Source: Historic Rock Island County, pub. Kramer & Company, Rock Island, Illinois, 1908

6 thoughts on “The Modern Woodmen Of America”

  1. My 4x great uncle was a MWA member. He died in 1916 however. Is there anyway to get ahold of membership rolls or any paperwork that he might have filled out? His name was Tom Killilay.

  2. Cheryl Christenson

    My Great-Grandfather, William Rosburg of Iowa was a member of the MWA. It was even noted in his obituary, the great care he received from the MWA during his illness and upon his death.

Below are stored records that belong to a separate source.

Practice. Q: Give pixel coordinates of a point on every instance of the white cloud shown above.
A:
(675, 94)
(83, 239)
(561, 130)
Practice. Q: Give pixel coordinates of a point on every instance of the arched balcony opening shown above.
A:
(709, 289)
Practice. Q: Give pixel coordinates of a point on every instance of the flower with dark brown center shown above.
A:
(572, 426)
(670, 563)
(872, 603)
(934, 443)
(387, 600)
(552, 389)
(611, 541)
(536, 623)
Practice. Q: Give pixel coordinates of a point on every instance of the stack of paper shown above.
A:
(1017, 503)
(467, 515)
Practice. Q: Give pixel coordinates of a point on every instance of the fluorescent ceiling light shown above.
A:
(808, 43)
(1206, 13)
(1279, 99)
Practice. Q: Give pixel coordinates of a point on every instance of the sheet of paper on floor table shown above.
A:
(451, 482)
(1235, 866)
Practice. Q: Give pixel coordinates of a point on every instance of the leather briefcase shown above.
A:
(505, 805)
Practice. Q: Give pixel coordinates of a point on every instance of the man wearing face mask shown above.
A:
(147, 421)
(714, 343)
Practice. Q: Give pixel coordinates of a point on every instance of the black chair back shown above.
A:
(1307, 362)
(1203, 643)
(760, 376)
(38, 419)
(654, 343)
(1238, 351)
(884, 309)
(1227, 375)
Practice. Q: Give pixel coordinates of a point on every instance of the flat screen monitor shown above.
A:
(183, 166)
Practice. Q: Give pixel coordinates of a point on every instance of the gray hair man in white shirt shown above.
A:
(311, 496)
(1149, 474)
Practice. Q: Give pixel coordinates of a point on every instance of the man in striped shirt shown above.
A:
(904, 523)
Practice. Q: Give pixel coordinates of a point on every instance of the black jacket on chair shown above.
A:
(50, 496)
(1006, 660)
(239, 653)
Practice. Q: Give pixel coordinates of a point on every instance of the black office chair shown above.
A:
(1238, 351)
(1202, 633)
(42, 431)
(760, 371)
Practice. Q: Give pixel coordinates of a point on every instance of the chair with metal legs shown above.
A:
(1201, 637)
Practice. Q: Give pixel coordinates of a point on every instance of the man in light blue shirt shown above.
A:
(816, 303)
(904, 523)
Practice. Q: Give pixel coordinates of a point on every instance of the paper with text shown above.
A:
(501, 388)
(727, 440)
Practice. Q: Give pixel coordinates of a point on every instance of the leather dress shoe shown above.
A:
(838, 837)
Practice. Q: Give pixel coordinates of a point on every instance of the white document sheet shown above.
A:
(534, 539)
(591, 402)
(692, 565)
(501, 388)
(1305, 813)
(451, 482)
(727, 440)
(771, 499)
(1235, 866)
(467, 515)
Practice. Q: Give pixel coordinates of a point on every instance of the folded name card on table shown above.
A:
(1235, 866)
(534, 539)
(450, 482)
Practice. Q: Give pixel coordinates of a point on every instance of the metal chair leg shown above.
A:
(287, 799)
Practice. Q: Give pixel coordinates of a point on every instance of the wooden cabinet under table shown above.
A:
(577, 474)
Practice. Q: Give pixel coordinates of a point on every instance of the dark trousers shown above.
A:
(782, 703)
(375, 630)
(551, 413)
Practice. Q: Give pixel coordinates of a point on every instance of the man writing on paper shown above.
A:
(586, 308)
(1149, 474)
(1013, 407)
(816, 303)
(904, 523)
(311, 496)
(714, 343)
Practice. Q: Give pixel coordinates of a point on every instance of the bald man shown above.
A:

Is it possible to find a certificate of membership to add to our genealogy records?
    Thank you.

  3. My great-grandfather was a member of Cedar Camp No 27 in Davenport, Iowa until his death August 12, 1913.
    According to his obituary his funeral services where “held under their auspices.” Are there any membership rolls or any paperwork that he might have filled out or would have been filled out for him that I could add to my genealogy files? His name was John Miller, birth date October 23, 1853 in Germany – wife Catherine (aka Katherine, Kate or Katie), he was employed by Glucose Works and later Schmidt Brothers Manufacturing until his stroke.
    Thank you for any assistance.

  4. My Grandfather was a member in 1908 photo from Palestine Ill need more info …. Also did they have a band name Roy Luther Campbell b 1887 Millie Burgheimer @aol,com Thank You

  5. My gtrandfather”ALbert Billings” left several lapal pins in his personal things that pertain to the Woodsmen.He must have been a membor of the Woodsmen in the 1920s.Do you have any use for these pins?If so, contact me by email 7br3097ww@gmail. Wayne Wilson.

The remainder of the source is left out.